'Waste market'
There’s cash in trash, as a popular slogan says. But really, there’s now a formal “waste market” where they trade discarded plastic bags and other used plastic packages and containers of various consumer products for cash, or in kind — like a kilo of rice.
From the many polystyrene products that we use everyday, food packaging products such as Styrofoam and plastic bags are the most controversial. For rabid pro-environment advocates, the use of these particular plastic packages should be banned and replaced with more environment-friendly materials like paper bags.
But don’t these bags and packages made of paper come from trees as basic raw material? So how can the use of paper bags be more environment-friendly? And yet, the use of plastic bags (or plastic packages) is painted as detrimental to the environment.
These plastic bags, containers and packages made of plastic that would otherwise be trashed could, in fact, be sold for recycling into other commercial products. This is the message the local plastic industry wants to put across, especially to rabidly pro-environment advocates pushing for a ban on the use of plastic bags and wrappers.
This is obviously to counter misinformation being fed to the public mind about how plastic bags and other plastic containers and packages only end up in dumpsites, clog waterways, and thus, harm the environment. Such wrong perception — deliberately or not — is what the Philippine Plastic Industry Association (PPIA) now trying to correct through active education and information campaign.
In a dialogue with Philippine STAR editors, PPIA president Peter Quintana disclosed their group has been advocating an intensified recovery and recycling policy for these plastic bags, packages and container products as required in our country’s law on the proper disposal of waste and garbage. This is in accordance with Republic Act (RA) 9003, or the Ecological Solid Waste Management Act of 2000. RA 9003 spells out clear provisions on the collection and segregation as well as recycling of household garbage and industrial wastes.
These plastic packages produced by the PPIA members have been receiving bad press as an environmental hazard because oftentimes, these end up in creeks and other waterways. It has been blamed for the major floods in Metro Manila caused by the most recent super storms “Ondoy” and “Pedring.”
The PPIA insists plastic bags are not the culprit, but people’s improper waste disposal behavior. The original sin is people’s behavior. Therein lies the solution as well, Quintana pointed out.
Part of the PPIA’s advocacy, he cited, is to influence people’s waste disposal habits. It believes its campaign to collect or recover plastic from consumers for recycling is a good way to start a new habit that it hopes will eventually become ingrained.

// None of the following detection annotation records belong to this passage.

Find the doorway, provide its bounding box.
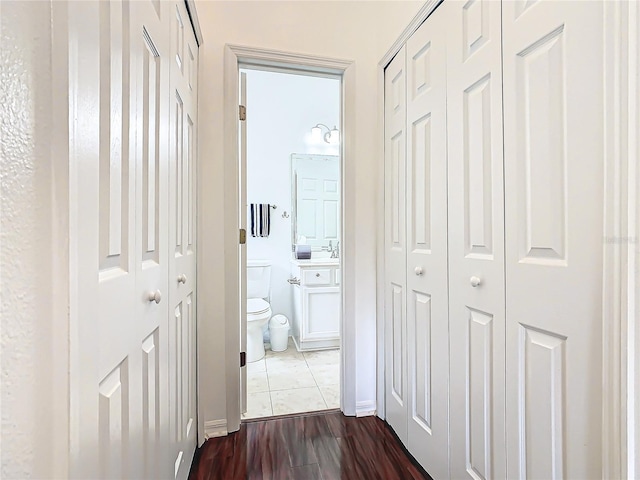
[239,64,343,420]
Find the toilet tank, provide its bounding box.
[247,260,271,298]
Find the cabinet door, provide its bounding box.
[300,287,340,341]
[405,4,449,478]
[502,1,606,479]
[168,2,198,478]
[384,47,408,445]
[443,0,506,479]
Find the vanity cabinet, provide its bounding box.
[291,259,341,351]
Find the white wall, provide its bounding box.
[196,1,422,428]
[247,70,340,326]
[0,1,69,479]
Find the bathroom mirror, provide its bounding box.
[291,153,340,252]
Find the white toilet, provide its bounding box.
[247,260,271,362]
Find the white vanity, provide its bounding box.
[289,258,341,351]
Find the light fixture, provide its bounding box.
[311,123,340,145]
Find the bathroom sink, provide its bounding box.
[291,257,340,265]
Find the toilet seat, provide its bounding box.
[247,298,271,315]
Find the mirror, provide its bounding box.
[291,153,340,252]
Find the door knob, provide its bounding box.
[147,290,162,303]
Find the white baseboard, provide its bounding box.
[356,400,376,417]
[204,419,229,440]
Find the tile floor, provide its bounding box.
[242,338,340,418]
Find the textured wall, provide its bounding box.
[0,1,67,479]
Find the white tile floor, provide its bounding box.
[242,339,340,418]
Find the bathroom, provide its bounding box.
[241,67,342,420]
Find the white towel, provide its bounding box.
[249,203,271,237]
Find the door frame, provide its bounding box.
[223,44,356,432]
[376,0,640,478]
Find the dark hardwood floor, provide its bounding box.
[189,412,431,480]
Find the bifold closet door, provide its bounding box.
[169,1,198,478]
[439,0,506,479]
[68,1,171,478]
[384,47,408,445]
[502,1,606,479]
[406,9,449,478]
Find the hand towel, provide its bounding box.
[249,203,271,237]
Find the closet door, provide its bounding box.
[129,0,171,478]
[405,5,449,478]
[69,0,168,478]
[384,47,408,445]
[441,0,506,479]
[503,1,605,479]
[168,2,198,478]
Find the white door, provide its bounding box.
[292,155,340,248]
[69,1,168,478]
[440,0,506,479]
[384,47,409,445]
[400,9,449,478]
[238,72,249,413]
[502,1,605,479]
[168,2,198,478]
[131,1,171,477]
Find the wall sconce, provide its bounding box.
[311,123,340,145]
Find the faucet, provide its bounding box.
[331,242,340,258]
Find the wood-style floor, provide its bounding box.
[189,412,431,480]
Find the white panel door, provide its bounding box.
[384,47,408,445]
[292,155,340,248]
[131,0,170,478]
[168,2,198,478]
[406,5,449,478]
[441,0,506,479]
[238,72,249,413]
[502,1,605,479]
[69,1,168,478]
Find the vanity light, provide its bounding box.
[311,123,340,145]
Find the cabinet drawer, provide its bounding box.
[302,268,331,285]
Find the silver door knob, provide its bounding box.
[147,290,162,303]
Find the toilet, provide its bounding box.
[247,260,271,362]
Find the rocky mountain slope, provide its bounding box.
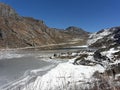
[0,3,89,48]
[5,27,120,90]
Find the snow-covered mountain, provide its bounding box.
[3,27,120,90]
[88,27,120,48]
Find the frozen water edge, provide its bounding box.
[3,62,104,90]
[0,65,55,90]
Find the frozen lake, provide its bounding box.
[0,46,89,87]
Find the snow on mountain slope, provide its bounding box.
[87,27,120,49]
[23,62,105,90]
[87,29,111,45]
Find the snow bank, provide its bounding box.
[0,50,24,59]
[23,62,104,90]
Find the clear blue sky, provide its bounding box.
[0,0,120,32]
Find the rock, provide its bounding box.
[0,3,89,49]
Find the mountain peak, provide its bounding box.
[0,3,18,18]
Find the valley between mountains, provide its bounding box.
[0,3,120,90]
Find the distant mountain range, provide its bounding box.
[0,3,88,48]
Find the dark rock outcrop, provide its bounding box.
[0,3,88,48]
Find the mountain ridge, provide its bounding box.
[0,3,87,48]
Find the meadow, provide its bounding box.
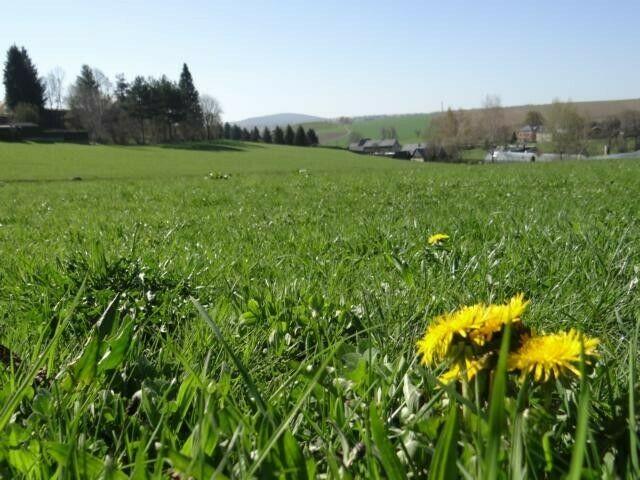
[305,113,433,147]
[0,143,640,479]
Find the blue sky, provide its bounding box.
[0,0,640,120]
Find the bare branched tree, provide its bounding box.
[200,94,224,140]
[45,67,66,110]
[548,100,588,155]
[478,95,509,147]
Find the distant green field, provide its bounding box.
[0,142,408,181]
[0,143,640,480]
[308,114,431,147]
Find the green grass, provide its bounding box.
[0,144,640,478]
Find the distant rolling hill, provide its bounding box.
[234,113,328,128]
[236,99,640,147]
[305,99,640,147]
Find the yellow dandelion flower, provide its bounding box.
[427,233,449,246]
[508,329,600,382]
[438,357,487,385]
[469,293,529,345]
[417,305,484,365]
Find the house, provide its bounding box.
[349,138,370,153]
[536,127,553,143]
[395,143,428,162]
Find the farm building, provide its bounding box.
[516,125,538,143]
[395,143,427,162]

By organizing and supporting regular waste market fairs or recycler’s bazaars, they hope to foster a recycling habit within the community, which offers a new income stream for housewives and other members of the household.
It is encouraging the public to turn in used plastic products for recycling. These include plastic grocery bags (preferably clean), PET bottles or those used for water and beverages, shampoo containers and other discards.
The recovery activity is known in different names by different groups; there’s cash for scrap, trash to crafts, trash to cash. But it carries the same message — do not throw away waste but exchange it for cash or goods.
The PPIA and the Ayala malls have an ongoing plastic bag recovery program. Plastic that is collected is made into bags and other craft by the Invisible Sisters, a social enterprise project supported by the Ayala Foundation. The industry has also involved SM outlets in the plastic recovery programs. The SM chain of malls holds every month in their respective outlets such trading of used plastics.
Yesterday, the PPIA met with the representatives from Ortigas to organize the 3rd Cash for Scrap fair (A Recycler’s Bazaar) scheduled this June at the Greenhills shopping center in San Juan City.
Likewise, the group has been coordinating with officials of local government units (LGUs) in undertaking organized collection of plastic wastes from households and commercial centers and transform them into “waste markets” as livelihood and enterprise projects for people in their communities.
Unknown to many, the PPIA is also currently working with non-government organizations (NGOs), Catholic church leaders, big mall owners and youth groups to implement an active education and information campaign on plastics recovery program.
On a smaller scale, as it is just in its initial stage, the group is also working with the Archdiocese of Manila on a plastic exchange program involving communities in Manila, San Juan, and Quezon City. They are also working with local officials in other areas like Dagupan in Pangasinan.
All this time recycling of garbage is nothing new. At home and in school, we try to stash these plastic packages for future use, if not collected for recycling. Now there is a growing market for plastic bags and other plastic-made products considered by others as “waste” but could be a veritable source of livelihood for the enterprising.
As I gathered, these waste markets in Metro Manila buy “por kilo” these plastic bags, Styrofoam, plastic bottles for soft drinks, plastic containers of shampoo and other products sold in plastic packages. Prices range from P3 up to P15 per kilo. You get a good price if these plastic bags and other containers and packages are dry and clean.
Now I know why my yaya diligently collects all these plastic bags and other plastic containers at home.
This emerging waste market in Metro Manila and a few cities around the country are catching on even among the higher income bracket. Quintana noted some of these well-off people drive their SUVs to the waste market to also trade in their recyclables.
Seriously, a waste market for plastics could yet stir up the underground economy.